Ritengo che il problema del carcere in Italia meriti di essere trattato in modo serio, di certo non cavalcando in questo modo la tigre della popolarità. Di carcere bisognerebbe parlarne ordinariamente, perché si tratta di una realtà che interessa tutti i cittadini. Tutti dovremmo pretendere un sistema processuale che conduca in tempi rapidi alla definizione del procedimento penale. Tutti dovremmo pretendere che la persona sconti la pena nel rispetto dei principi del nostro ordinamento. Quindi nel rispetto della persona, perché il carcere, per Costituzione, ha funzione soprattutto rieducativa. Una funzione che va applicata, come è proprio di un Paese che vuole dirsi civile.

Cosa chiedete al governo?
Denunciamo la grave carenza di personale penitenziario di tutti i profili professionali e, in particolare l’irrisorietà di funzionari giuridico-pedagogici, la quasi sparizione dei funzionari di servizio sociale, la carenza di organico, pari a circa 7000 unità, del personale di polizia penitenziaria. Questo è il quadro  di un’emergenza penitenziaria mai vista prima e per la cui quotidiana gestione, perché siano contenuti i danni, sono chiamati ad operare i dirigenti penitenziari. Ed è su questa emergenziale situazione che si sta abbattendo lo tsunami della spending review che finirà con il privare ogni carcere del suo direttore. La situazione è gravissima, perché il direttore è il primo garante dei principi di legalità nell’esecuzione penale.

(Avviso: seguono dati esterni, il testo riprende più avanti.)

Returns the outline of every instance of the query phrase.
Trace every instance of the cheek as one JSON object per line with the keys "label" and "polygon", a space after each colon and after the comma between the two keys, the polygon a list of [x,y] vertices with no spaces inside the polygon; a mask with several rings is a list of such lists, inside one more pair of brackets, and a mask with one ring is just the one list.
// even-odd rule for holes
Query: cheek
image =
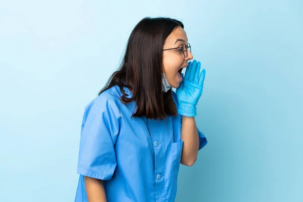
{"label": "cheek", "polygon": [[177,57],[166,57],[163,59],[163,67],[165,73],[168,76],[170,74],[176,74],[181,67],[183,61]]}

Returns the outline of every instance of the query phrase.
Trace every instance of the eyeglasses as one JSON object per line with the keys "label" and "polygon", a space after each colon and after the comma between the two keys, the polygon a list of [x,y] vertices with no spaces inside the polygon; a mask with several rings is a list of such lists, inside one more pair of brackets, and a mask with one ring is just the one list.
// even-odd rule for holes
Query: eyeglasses
{"label": "eyeglasses", "polygon": [[168,49],[164,49],[162,50],[171,50],[173,49],[180,49],[180,50],[182,49],[182,52],[183,52],[183,55],[184,55],[184,57],[186,58],[187,57],[187,49],[189,48],[189,52],[191,53],[191,46],[189,43],[187,43],[187,45],[183,44],[181,47],[174,47],[173,48],[168,48]]}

Il 7 agosto scorso, nell’ambito della provvedimento sulla spending review, è stato accolto dal Governo un ordine del giorno che riguarda i dirigenti penitenziari e tutto il personale amministrativo, quello civile, educatori e psicologi, affinché siano esclusi dai tagli che sono previsti dal provvedimento.
Chiediamo di sapere a che punto si trovi l’attuazione di questo ordine del giorno. Come direttori penitenziari chiediamo, e come cittadini pretendiamo, coerenza. Per questo, desideriamo confidare ancora che il ministro della Giustizia Severino vorrà intervenire con l’urgenza e la decisione che la situazione impone, perché non si vorrebbe che proprio su questo Governo tecnico, sul quale sono state riposte da tutti grandi speranze, ricadesse la responsabilità di una esplosione del sistema penitenziario.